Le bourdonnement de la voix de Julia reprit, mais ce n’était plus
important. Ce qui était important, c’étaient le son des bottes
toujours plus fort contre les marches des escaliers. Les deux filles
étaient paralysées.
Il
ne restait plus qu’un étage avant celui de Ruth.
–
Cache-toi.
Charlotte
l’avait murmuré si bas que personne d’autre que Ruth, debout
juste à côté d’elle, n’aurait pu l’entendre. Sans faire un
bruit, Ruth se glissa sous son lit et Charlotte fit retomber les pans
de la couverture devant son visage. Elle s’assit alors sur le lit,
au-dessus de Ruth.
Ruth
ne respirait plus ; elle avait l’impression que son cœur
était coincé dans sa gorge. Elle aurait pu croire que le temps
s’était arrêté, si les cliquetis de l’horloge n’avaient pas
été aussi puissants. Chaque seconde tonnait comme un coup de feu.
Le sang battait si fort à ses tempes qu’elle en avait mal à la
tête.
Elle
entendit la porte d’entrée s’ouvrir dans un craquement sec et
une voix d’homme retentit dans toute la maison. Des bruits de
bottes résonnèrent jusqu’à elle et firent trembler le plancher
contre lequel elle était allongée. Sous la couverture, elle voyait
la pointe des pieds de Charlotte. Celle-ci était tendue comme un
arc, mais ne bougeait pas.
Ruth
entendit son père, puis il y eut des coups et sa mère hurla. Elle
ferma les yeux, très fort, jusqu’à ce que des étoiles dansent
sous ses paupières. L’atmosphère de précipitation était
suffocante et s’infiltrait à présent dans ses poumons ; elle
avait l’impression d’être en train de se noyer, elle n’arrivait
plus à respirer.
L’horloge
tira une dernière seconde comme un boulet de canon, et la porte de
la chambre s’ouvrit à la volée, tapant si fort contre le mur
qu’elle sortit en partie de ses gonds et que l’horloge tomba par
terre dans un grand fracas de verre. Le temps s’était arrêté.
Charlotte hurlait, hurlait, hurlait, et la voix haineuse du policier
criait encore plus fort. Ruth se mordit les lèvres jusqu’au sang
pour ne pas crier à son tour.
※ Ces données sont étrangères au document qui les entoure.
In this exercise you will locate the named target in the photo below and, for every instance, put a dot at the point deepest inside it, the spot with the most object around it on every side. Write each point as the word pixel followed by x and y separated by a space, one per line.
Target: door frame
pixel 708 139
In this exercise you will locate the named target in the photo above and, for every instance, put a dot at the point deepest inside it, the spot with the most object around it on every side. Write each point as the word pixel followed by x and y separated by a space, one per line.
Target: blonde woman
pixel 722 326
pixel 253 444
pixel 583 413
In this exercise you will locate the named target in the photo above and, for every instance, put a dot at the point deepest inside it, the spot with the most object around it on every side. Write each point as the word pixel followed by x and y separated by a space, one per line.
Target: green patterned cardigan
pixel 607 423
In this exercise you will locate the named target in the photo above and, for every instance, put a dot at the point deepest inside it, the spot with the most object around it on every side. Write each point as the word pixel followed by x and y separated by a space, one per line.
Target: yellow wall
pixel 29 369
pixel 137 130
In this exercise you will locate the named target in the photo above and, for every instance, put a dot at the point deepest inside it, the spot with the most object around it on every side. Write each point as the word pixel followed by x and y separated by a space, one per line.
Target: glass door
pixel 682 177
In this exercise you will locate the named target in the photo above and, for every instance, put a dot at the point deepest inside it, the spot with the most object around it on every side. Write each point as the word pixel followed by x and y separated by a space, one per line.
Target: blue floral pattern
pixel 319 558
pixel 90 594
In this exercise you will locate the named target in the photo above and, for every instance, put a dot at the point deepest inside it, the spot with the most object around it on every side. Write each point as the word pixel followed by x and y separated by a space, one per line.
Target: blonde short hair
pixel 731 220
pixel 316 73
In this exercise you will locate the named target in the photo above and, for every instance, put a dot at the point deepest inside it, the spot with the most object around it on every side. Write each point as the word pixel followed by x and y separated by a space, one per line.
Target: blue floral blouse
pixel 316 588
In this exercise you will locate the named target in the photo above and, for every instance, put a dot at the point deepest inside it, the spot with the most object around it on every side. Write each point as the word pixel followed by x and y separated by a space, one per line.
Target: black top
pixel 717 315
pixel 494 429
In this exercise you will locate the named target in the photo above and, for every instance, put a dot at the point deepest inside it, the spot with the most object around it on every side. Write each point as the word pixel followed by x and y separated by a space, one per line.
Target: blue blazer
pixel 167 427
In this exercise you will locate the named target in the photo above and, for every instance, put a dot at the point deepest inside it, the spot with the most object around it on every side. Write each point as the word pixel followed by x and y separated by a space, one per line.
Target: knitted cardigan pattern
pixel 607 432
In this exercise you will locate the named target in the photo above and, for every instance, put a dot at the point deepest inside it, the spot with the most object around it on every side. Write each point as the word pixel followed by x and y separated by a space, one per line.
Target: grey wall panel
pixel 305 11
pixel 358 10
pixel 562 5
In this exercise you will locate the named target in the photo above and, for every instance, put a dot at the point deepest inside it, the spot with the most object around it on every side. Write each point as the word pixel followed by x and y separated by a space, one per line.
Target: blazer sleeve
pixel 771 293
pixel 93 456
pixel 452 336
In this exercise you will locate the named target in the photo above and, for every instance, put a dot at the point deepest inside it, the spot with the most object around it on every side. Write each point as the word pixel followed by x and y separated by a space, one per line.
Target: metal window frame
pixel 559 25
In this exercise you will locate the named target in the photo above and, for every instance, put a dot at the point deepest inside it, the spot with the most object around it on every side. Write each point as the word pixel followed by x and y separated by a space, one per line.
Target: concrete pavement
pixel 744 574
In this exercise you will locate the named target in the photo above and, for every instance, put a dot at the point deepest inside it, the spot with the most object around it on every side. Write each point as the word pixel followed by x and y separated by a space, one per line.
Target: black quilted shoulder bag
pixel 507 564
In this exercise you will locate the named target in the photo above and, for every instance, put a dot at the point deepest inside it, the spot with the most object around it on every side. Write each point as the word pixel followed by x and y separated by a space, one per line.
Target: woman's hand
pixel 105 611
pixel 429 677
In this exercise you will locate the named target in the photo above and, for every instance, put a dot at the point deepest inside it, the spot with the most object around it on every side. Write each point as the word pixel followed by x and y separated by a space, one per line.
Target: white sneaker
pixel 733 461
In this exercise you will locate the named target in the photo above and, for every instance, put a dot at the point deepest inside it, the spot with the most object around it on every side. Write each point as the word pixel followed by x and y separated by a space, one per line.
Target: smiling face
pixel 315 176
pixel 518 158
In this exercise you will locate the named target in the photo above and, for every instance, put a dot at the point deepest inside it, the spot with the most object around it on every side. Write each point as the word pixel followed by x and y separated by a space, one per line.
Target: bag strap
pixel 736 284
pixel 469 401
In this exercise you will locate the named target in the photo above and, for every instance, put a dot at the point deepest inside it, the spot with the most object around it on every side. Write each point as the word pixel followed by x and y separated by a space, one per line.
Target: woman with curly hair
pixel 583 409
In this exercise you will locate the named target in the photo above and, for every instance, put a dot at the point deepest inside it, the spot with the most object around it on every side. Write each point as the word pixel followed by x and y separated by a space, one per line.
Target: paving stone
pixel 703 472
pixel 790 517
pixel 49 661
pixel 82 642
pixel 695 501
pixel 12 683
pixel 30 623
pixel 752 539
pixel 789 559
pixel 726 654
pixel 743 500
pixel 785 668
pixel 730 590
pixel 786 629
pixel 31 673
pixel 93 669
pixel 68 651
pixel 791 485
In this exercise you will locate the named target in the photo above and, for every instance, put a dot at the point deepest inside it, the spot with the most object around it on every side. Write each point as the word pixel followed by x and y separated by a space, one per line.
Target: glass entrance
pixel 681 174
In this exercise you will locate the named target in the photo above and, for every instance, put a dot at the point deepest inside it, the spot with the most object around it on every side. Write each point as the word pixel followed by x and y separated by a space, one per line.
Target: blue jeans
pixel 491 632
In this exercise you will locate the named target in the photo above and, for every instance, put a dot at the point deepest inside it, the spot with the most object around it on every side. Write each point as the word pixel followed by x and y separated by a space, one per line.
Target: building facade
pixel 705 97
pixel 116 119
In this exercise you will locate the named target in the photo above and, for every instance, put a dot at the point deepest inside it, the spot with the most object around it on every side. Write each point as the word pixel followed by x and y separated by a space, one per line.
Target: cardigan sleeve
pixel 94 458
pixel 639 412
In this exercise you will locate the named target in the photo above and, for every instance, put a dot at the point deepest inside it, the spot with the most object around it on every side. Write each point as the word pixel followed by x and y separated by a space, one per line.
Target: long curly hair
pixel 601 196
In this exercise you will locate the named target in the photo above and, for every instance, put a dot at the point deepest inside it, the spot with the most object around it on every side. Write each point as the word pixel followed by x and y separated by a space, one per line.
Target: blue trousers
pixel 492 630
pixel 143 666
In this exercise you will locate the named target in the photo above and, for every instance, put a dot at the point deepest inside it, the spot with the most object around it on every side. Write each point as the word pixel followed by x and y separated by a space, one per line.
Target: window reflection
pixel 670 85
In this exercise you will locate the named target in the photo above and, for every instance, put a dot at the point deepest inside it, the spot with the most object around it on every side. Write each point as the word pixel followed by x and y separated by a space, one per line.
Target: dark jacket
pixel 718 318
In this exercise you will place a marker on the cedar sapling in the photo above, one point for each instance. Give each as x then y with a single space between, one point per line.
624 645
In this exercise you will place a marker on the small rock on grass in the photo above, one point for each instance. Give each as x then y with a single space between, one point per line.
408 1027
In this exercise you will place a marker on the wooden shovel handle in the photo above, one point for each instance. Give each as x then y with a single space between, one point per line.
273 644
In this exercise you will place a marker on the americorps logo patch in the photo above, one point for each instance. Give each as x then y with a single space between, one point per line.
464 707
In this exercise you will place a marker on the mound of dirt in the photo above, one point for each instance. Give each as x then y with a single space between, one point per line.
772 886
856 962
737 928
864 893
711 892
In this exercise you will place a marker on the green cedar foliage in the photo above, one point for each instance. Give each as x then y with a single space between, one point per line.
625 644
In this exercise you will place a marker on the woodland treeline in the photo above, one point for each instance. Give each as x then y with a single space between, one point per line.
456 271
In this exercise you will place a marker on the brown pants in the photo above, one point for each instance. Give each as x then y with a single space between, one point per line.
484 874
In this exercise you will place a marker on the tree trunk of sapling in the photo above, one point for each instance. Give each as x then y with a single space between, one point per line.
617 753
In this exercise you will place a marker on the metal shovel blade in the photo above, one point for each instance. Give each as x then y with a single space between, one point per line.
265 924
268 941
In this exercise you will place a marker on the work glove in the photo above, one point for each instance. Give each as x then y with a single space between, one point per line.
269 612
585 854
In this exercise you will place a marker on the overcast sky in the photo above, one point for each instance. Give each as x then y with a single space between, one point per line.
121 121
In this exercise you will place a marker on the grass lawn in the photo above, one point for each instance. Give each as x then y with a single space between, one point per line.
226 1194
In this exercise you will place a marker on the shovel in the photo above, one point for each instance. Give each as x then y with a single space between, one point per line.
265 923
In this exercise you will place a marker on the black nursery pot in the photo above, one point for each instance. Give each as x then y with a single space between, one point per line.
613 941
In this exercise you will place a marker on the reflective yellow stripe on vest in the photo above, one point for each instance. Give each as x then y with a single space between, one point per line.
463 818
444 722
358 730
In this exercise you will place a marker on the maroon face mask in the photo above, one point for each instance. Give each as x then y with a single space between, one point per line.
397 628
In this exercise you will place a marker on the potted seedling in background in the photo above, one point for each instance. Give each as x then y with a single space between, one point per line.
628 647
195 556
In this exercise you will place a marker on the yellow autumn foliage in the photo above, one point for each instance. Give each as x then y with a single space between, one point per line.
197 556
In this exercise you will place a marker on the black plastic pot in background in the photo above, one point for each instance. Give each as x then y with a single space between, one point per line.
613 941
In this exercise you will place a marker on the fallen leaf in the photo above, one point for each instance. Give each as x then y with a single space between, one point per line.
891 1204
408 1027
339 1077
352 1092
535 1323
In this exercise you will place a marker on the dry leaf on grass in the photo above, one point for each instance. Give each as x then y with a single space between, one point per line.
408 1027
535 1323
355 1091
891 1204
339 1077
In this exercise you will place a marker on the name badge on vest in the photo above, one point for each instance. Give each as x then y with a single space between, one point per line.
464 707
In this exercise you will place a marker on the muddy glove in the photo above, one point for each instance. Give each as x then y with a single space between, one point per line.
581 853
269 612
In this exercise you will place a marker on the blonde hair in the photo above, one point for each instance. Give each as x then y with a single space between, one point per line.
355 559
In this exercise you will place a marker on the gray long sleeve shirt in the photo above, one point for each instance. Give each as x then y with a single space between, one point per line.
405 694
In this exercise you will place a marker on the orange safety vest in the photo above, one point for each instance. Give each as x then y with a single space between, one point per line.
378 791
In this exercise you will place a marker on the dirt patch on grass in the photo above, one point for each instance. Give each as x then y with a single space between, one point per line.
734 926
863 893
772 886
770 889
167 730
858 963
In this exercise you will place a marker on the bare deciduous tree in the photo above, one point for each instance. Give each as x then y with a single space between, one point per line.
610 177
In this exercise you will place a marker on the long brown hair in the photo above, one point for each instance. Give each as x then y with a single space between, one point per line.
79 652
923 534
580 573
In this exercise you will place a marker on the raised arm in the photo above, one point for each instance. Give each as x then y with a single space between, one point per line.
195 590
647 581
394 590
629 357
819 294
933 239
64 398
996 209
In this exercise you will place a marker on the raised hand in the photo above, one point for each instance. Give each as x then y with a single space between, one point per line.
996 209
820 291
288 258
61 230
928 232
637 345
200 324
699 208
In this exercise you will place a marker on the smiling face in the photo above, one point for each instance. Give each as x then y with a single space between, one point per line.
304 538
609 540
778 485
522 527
Elle avait mal partout, et surtout
dans son cœur, mais elle ne pouvait pas bouger. Elle ne pouvait plus
bouger. Le temps s’était arrêté.
Les
hurlements de Charlotte s’éloignèrent, ainsi que ceux de sa mère.
Les bruits de pas disparurent dans l’escalier. Le martèlement des
bottes contre les dalles de pierre s’évanouit avec le
vrombissement des voitures qui emportaient Charlotte et ses parents.
Une rumeur sourde et inquiète parcourait à présent la ville à
peine réveillée, mais Ruth, terrée sous le lit, n’entendait pas.
Elle n’entendait plus que les cris de Charlotte, résonnant à
l’infini à l’intérieur de son crâne. Des cris qui auraient pu,
auraient dû être les siens.
–
Elle avait douze
ans. Elle s’est sacrifiée et elle le savait.
–
Quoi ? marmonna
Julia, déboussolée.
–
Mais je n’ai pas
oublié. Je n’ai jamais oublié ce que je devais à Charlotte.
Elle
cessa de parler et regarda l’horloge arrêtée sur le mur, les
aiguilles désespérément fixes, les aiguilles qui ne bougeraient
plus, comme ce matin ensoleillé dans sa mémoire. Elle détourna la
tête et observa la fenêtre, le soleil qui brillait derrière, si
fort. Il n’y avait plus de cliquetis d’horloge. Les policiers
étaient partis. La Rafle était finie.
Mais
Ruth ne s’en était jamais vraiment sortie.